Long Oar Bay is sheltered from the south-westerly winds by Great Castle Head where a lighthouse (now demolished) once stood. The headland is the site of an Iron Age Fort and the coast path cuts through its earth embankment.
LINDSWAY BAY
This very lovely beach had a large expanse of firm sand at low tide but at very high tide the sand is covered. The beach has no car park and access is by parking at the sports field in St. Ishmaels village and following the asphalted foot path to the cliff edge (it starts at the public toilets). There is a very steep set of stone steps down the cliff face that some find daunting (usually adults rather than children).
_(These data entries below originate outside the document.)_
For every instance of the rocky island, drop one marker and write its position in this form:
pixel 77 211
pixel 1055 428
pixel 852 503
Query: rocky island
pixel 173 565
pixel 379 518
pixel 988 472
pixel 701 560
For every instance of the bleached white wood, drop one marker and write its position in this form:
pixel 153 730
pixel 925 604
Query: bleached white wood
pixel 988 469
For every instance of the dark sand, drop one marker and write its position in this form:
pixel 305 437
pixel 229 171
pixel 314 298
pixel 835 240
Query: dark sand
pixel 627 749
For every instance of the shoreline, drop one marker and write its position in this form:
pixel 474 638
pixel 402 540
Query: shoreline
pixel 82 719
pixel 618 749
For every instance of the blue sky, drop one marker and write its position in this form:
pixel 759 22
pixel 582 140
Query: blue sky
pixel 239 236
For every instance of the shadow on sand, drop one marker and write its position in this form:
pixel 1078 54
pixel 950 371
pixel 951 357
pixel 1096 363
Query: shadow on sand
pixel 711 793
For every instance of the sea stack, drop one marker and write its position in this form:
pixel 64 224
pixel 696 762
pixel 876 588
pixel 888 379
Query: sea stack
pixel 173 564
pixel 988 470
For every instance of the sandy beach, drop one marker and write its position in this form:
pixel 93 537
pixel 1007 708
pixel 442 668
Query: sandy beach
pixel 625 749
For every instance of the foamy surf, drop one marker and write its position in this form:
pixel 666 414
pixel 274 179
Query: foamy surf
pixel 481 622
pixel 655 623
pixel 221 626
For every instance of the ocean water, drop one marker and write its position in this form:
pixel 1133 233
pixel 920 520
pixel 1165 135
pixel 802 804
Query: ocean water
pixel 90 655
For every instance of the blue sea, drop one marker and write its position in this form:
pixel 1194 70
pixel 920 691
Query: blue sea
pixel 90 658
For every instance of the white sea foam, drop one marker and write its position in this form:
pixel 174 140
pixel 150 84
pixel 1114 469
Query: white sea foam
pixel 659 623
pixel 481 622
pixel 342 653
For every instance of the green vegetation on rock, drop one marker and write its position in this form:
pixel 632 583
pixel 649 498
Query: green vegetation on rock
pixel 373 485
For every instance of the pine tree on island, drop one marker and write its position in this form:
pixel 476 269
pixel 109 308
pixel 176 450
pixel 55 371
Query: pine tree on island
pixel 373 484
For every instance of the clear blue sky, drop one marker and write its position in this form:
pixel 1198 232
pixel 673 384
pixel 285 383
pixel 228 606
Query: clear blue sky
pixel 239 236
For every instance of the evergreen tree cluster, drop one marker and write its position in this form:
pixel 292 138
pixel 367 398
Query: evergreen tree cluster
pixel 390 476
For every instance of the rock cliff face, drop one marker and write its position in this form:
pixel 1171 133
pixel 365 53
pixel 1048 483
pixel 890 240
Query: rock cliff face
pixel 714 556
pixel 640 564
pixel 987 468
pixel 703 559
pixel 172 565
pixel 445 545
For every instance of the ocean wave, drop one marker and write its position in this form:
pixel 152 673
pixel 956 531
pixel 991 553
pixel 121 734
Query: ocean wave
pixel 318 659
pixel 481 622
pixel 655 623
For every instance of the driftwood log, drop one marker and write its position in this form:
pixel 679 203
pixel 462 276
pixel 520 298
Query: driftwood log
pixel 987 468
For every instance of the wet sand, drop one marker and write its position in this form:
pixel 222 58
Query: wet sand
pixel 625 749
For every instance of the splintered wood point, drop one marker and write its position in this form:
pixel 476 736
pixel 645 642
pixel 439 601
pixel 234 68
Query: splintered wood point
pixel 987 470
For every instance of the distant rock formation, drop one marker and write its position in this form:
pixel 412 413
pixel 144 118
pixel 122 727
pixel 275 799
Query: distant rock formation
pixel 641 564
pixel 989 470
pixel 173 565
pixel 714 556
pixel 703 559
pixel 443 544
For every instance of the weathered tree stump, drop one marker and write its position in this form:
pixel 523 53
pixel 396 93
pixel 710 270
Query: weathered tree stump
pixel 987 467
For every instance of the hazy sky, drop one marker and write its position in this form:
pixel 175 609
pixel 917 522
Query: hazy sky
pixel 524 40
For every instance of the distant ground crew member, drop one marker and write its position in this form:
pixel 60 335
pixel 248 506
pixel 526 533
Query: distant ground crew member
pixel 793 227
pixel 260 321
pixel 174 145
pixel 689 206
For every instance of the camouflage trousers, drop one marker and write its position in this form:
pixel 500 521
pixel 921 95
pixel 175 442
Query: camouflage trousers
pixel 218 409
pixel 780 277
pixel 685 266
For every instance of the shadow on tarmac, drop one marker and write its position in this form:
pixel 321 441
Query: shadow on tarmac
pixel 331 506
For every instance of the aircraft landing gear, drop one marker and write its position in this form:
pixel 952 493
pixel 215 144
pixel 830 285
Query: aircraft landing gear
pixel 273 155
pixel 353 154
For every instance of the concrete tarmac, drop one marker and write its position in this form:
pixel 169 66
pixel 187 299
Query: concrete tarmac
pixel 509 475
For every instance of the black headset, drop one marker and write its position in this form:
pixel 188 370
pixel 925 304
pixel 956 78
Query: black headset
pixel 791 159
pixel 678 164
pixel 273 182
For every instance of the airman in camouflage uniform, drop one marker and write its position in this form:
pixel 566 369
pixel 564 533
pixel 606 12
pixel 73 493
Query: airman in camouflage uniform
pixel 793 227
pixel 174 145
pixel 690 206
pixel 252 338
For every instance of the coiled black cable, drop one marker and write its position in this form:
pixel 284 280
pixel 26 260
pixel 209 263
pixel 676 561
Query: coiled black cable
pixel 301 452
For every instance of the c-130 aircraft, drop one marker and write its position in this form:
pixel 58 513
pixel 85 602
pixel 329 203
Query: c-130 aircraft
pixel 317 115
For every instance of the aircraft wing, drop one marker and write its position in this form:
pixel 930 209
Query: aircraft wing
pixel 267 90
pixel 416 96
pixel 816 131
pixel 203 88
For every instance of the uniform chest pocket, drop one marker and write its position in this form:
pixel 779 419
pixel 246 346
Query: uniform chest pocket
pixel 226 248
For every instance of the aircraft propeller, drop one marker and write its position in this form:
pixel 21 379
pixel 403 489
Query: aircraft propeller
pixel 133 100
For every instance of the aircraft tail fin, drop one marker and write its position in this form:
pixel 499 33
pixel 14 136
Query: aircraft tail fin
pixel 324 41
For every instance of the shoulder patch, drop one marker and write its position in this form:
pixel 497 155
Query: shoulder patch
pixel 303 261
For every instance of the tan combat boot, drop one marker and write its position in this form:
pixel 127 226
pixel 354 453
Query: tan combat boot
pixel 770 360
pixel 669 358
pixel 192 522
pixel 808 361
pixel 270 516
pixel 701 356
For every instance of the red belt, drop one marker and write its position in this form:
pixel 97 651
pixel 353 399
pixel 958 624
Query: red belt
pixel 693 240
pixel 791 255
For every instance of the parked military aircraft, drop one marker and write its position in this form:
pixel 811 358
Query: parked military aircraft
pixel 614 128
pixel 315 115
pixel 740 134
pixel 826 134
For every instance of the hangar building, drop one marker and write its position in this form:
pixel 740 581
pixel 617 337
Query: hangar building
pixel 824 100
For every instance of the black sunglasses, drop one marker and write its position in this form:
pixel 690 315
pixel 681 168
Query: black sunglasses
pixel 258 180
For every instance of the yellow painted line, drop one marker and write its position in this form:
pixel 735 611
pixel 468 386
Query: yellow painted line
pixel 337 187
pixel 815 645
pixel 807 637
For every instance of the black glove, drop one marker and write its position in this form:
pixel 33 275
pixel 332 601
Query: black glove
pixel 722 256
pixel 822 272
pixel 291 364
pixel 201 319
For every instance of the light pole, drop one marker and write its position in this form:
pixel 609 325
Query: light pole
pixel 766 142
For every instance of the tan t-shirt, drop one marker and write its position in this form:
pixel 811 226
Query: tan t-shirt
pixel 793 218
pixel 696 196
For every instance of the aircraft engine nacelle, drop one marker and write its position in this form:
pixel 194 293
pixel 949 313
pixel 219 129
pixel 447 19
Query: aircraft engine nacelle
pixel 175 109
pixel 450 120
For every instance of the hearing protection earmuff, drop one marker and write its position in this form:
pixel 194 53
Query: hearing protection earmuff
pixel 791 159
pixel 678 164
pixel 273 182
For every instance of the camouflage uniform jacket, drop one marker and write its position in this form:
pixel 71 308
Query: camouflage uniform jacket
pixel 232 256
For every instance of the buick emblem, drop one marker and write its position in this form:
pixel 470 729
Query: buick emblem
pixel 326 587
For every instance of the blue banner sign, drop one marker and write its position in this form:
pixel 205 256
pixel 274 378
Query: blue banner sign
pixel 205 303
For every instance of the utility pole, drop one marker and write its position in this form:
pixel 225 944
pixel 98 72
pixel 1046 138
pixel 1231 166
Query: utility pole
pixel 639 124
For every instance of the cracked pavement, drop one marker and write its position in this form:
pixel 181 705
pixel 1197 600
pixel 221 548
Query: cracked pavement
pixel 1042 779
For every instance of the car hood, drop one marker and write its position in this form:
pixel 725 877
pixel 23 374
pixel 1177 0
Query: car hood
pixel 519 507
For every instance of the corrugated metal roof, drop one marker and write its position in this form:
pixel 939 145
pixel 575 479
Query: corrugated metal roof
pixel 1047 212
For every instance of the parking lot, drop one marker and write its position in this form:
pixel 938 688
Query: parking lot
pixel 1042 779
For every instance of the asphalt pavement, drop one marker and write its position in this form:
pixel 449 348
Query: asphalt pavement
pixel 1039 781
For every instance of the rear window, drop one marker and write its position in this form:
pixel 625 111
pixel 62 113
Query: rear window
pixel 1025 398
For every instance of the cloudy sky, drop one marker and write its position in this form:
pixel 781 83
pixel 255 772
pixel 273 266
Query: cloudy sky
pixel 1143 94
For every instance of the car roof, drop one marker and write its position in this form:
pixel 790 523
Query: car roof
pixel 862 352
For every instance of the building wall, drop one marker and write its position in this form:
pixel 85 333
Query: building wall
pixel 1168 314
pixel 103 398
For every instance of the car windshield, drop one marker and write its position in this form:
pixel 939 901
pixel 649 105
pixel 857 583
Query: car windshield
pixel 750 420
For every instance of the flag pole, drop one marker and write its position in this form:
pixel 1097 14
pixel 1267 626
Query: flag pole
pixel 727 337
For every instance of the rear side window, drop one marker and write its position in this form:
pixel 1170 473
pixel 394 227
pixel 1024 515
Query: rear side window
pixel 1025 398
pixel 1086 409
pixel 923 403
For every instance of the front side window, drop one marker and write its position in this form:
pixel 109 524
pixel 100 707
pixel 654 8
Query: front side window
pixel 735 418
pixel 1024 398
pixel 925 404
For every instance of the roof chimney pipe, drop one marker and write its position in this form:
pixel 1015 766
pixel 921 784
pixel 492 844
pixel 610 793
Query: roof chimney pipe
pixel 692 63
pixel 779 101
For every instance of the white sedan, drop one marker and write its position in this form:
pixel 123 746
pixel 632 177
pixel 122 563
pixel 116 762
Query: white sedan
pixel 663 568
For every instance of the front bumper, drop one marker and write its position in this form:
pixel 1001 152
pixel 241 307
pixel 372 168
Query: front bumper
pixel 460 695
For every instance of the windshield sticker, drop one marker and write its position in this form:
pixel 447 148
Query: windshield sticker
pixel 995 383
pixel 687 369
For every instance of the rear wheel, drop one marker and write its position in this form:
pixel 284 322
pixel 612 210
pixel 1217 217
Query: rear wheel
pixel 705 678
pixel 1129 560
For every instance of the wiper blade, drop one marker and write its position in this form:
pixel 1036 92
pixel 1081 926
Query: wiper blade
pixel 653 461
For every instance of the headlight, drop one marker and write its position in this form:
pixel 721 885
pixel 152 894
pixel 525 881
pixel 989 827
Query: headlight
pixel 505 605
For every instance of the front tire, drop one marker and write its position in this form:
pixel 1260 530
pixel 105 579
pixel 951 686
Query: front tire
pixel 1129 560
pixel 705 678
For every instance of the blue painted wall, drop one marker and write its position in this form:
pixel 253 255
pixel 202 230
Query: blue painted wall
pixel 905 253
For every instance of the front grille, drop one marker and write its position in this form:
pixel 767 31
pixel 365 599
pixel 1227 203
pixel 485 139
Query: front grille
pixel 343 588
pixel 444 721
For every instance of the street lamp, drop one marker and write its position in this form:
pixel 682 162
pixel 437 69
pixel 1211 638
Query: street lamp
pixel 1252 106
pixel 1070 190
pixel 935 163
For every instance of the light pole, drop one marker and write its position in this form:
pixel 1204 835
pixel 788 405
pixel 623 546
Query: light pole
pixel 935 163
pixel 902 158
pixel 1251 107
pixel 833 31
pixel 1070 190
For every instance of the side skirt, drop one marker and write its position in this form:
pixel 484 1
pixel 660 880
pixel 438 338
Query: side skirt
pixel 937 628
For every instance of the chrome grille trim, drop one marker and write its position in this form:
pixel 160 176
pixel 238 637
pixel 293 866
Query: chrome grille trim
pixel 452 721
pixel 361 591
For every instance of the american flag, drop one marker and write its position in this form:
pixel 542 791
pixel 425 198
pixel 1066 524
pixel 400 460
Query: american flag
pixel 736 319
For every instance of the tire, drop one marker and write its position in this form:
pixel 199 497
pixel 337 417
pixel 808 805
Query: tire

In August 2013 there was a fire on the cliff and parts of the path down to the beach lost their vegetation screen so that there are now steep drops onto the beach, making the path temporarily unsuitable for visitors. The beach is never crowded like Sandy Haven and there are rock pools with crabs and shrimps in which children can play. It was very popular with my family at the time we had four small children as after a day on the beach we would all go to the Brooke Inn in the middle of St. Ishmaels village and have supper and cider in the gardens as the sun set alongside the brook. Lindsway Bay is famous in Pembrokeshire because of a visit by the Royal Yacht Britannia to the Milford Haven waterway in 1955. On Sunday 7th August a young Queen Elizabeth accompanied by Price Charles (then ages 7 years) and a young Princess Anne (then aged 5 years) were taken by ships launch to Lindsway Beach where they walked and swam.
MONKS HAVEN
This small shingle and pebble beach is accessed from the car park at the church. Follow a footpath behind the graveyard and a large house, past a large pond caused by damming the valley stream and then through an old stone estate wall onto the beach. The valley is the site of an old monastery and some of the ivy covered ruins can be glimpsed from the footpath. The wall was part of the Trewarren Estate developed by a 19th century squire who is still remembered. In addition to high estate walls he built a small folly tower on the cliff edge a part of which has now crumbled down the cliff face. The folly can be found by following the coast path from the beach back towards Milford Haven for a short distance. The squire was also famous for putting exotic plants on the estate and clumps of bamboo were still growing in the 1980s.
Between Lindsway Bay and Monks Haven is Watch House point where the remains of a World War I gun emplacement and watch tower are heavily overgrown on the cliff top and on the cliff face.